Me lo explica ella misma en algunos audios intercambiados ayer por la tarde. “El tema estrella es el precio, es carísimo: yo estoy inscrita en una web que comunica a los que alquilan piso con los que lo buscan, y por una habitación que es un zulo muy heavy quizás te cobran 400 euros por 3 metros cuadrados. Lo estoy pasando bastante mal, porque ahora llevo un mes y cada día estoy mirando la web o haciendo visitas. Cuesta mucho encontrar algo decente a buen precio. También cuesta que te escojan en un piso porque hay mucha demanda y, además, muchos buscan un perfil muy concreto. Para mí esta siendo un infierno". Así de crudo, así de cierto.

Pensaba en Aina y en su impotencia desmedida ante ese mensaje patriótico y las negativas recibidas en su periplo hacia la independencia vital, y en todas las Ainas que un día han cruzado el umbral de un portal con la ilusión de convertirlo en hogar—si lo han cruzado— y también les han dicho que no por cualquier otro motivo. Por no tener una nómina suficientemente alta, por no tener un trabajo suficientemente digno, por no tener pareja o tenerla del mismo sexo, por compartir con una amiga negra, por llevar un parche con la bandera transexual en la mochila, por no llevar la ropa que se supone que viste una persona pulcra y decente. Todo esto son casos reales; todo son denuncias vistas decenas de veces en Twitter aunque no copen titulares; todo también queda siempre en papel mojado.

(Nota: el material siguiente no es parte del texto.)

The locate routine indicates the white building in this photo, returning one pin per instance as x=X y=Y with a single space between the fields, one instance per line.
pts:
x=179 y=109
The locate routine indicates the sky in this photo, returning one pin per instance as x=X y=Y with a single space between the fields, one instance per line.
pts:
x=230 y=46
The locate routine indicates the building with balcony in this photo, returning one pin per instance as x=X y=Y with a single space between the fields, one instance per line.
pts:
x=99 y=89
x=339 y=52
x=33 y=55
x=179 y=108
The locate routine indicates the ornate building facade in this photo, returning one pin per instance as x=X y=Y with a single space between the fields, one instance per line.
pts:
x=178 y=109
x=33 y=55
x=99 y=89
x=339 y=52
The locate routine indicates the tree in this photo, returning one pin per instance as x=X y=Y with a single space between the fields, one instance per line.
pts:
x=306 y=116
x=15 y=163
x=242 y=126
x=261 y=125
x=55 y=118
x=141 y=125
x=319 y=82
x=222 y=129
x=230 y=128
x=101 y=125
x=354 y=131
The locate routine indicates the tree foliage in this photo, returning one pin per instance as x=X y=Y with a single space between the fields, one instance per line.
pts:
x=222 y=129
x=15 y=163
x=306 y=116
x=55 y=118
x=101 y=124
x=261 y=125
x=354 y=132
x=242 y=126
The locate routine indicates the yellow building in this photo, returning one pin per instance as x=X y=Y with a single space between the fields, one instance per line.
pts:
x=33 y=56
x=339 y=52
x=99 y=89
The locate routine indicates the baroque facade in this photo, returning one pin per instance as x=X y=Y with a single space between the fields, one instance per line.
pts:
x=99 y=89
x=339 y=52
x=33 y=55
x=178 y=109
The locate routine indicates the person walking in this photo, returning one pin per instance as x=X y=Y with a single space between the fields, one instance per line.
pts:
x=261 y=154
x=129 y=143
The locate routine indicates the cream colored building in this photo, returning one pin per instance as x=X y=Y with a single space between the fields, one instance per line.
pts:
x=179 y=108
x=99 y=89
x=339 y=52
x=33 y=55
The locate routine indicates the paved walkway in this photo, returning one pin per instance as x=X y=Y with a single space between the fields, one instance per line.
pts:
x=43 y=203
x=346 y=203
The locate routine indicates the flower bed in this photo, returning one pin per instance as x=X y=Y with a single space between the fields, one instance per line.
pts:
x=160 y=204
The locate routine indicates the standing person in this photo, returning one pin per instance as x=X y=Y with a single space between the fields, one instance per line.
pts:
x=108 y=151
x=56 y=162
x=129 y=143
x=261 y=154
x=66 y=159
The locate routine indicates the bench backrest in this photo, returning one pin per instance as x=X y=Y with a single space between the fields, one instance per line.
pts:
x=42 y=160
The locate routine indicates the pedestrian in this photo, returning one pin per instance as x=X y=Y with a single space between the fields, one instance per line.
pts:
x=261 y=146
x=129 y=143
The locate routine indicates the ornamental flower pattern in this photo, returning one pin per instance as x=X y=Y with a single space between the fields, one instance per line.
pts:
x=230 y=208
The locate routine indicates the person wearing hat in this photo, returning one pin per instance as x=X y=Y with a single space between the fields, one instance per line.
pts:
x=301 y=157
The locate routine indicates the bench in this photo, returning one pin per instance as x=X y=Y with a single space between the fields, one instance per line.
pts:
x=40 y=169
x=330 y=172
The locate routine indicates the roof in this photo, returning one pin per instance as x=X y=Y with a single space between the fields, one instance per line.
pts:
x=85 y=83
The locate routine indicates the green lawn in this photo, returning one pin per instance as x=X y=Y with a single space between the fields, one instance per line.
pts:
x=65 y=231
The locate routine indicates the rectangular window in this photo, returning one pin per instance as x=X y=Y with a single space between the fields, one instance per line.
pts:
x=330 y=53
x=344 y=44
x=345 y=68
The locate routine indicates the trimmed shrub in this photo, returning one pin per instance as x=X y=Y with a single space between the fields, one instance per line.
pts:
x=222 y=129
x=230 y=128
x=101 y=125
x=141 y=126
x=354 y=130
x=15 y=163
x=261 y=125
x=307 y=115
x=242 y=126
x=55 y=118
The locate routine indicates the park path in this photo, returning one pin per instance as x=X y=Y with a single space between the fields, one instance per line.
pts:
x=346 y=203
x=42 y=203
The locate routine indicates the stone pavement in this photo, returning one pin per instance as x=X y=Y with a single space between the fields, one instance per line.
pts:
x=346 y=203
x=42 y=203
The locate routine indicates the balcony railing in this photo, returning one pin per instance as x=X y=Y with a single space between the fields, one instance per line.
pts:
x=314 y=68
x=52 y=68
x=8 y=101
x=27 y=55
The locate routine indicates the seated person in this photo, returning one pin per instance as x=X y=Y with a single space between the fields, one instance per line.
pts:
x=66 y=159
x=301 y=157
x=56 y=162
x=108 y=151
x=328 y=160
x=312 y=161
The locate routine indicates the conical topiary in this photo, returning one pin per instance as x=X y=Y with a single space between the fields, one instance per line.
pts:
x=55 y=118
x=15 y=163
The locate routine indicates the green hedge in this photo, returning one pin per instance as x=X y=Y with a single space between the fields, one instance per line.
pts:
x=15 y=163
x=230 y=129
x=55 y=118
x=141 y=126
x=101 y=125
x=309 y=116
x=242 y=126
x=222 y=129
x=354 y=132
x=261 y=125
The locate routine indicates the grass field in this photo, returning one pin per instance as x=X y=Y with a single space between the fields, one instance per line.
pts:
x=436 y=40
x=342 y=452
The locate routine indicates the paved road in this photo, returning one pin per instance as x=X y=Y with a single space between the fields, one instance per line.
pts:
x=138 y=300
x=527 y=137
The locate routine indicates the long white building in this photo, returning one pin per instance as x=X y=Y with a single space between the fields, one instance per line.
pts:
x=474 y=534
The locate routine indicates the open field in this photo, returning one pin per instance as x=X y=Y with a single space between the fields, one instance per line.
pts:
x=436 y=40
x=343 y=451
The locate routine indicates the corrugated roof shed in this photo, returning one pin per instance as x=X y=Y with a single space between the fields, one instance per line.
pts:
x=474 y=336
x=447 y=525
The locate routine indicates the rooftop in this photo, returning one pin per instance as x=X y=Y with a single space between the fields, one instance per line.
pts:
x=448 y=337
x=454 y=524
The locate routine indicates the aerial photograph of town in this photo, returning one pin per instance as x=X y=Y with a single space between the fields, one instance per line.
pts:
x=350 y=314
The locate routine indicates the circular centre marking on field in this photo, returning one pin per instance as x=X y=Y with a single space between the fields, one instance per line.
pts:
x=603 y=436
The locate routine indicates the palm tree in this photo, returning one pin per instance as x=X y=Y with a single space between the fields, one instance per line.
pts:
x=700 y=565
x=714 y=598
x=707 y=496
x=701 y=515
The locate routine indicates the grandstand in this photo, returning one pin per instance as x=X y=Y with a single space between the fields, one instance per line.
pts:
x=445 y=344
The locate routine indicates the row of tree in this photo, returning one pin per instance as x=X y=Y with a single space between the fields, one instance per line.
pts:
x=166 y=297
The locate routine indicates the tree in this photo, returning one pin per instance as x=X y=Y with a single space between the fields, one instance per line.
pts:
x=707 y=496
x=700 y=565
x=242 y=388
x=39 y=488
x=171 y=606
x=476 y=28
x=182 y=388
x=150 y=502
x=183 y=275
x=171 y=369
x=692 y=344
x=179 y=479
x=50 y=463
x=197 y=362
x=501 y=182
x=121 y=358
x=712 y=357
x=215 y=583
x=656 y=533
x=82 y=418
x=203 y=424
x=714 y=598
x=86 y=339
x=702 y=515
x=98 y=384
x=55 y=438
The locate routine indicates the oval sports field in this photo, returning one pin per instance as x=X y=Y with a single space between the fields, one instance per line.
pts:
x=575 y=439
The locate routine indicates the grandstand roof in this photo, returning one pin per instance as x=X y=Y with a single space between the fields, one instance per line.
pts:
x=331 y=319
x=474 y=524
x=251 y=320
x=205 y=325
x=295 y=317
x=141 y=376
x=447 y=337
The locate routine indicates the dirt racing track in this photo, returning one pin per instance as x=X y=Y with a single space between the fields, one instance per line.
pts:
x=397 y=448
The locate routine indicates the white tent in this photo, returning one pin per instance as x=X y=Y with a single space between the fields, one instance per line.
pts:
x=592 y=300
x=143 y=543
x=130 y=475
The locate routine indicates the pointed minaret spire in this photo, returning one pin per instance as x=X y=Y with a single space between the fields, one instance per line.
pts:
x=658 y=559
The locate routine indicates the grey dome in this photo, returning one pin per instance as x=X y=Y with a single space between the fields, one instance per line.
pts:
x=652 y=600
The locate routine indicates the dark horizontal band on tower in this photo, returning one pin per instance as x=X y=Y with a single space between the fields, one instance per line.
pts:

La "peor desigualdad" es que existan desigualdades. Y mientras discutimos para defender exclusivamente nuestro trozo de tierra, o sea, la inmoralidad que nos toca más de cerca, algunos se mean de risa en sus sillones de terciopelo

La discriminación lingüística contra el catalán —como vuelve a demostrar lo que le pasó a Aina— es una de las injusticias que vivimos en Catalunya, pero no la única y, desde luego, no la más relevante. Porque ninguna lo es y todas lo son por igual. Si la sociedad cree que una desigualdad tiene más razones de ser que otras es cuando se empiezan a reproducir las mismas dinámicas autoritarias y abusivas de esta una hacia las otras, cumpliendo con ese presagio horrible del maltratador que un día fue maltratado y que ahora se defiende matando. La “peor desigualdad” es que existan desigualdades. Y mientras discutimos para defender exclusivamente nuestro trozo de tierra, o sea, la inmoralidad que nos toca más de cerca, algunos se mean de risa en sus sillones de terciopelo. Esa es la realidad más cruel y absoluta: que a los de arriba —los perfiles hipernormativos políticos, económicos, sociales o culturales— les viene de perlas que nos estemos tirando del pelo discutiendo sobre cuál es la desigualdad más injusta en lugar de hacer piña y quemarlo todo, que falta hace. Ya lo decía un Julio César nada sospechoso de ser de ni plebeyo ni de izquierdas: divide y vencerás.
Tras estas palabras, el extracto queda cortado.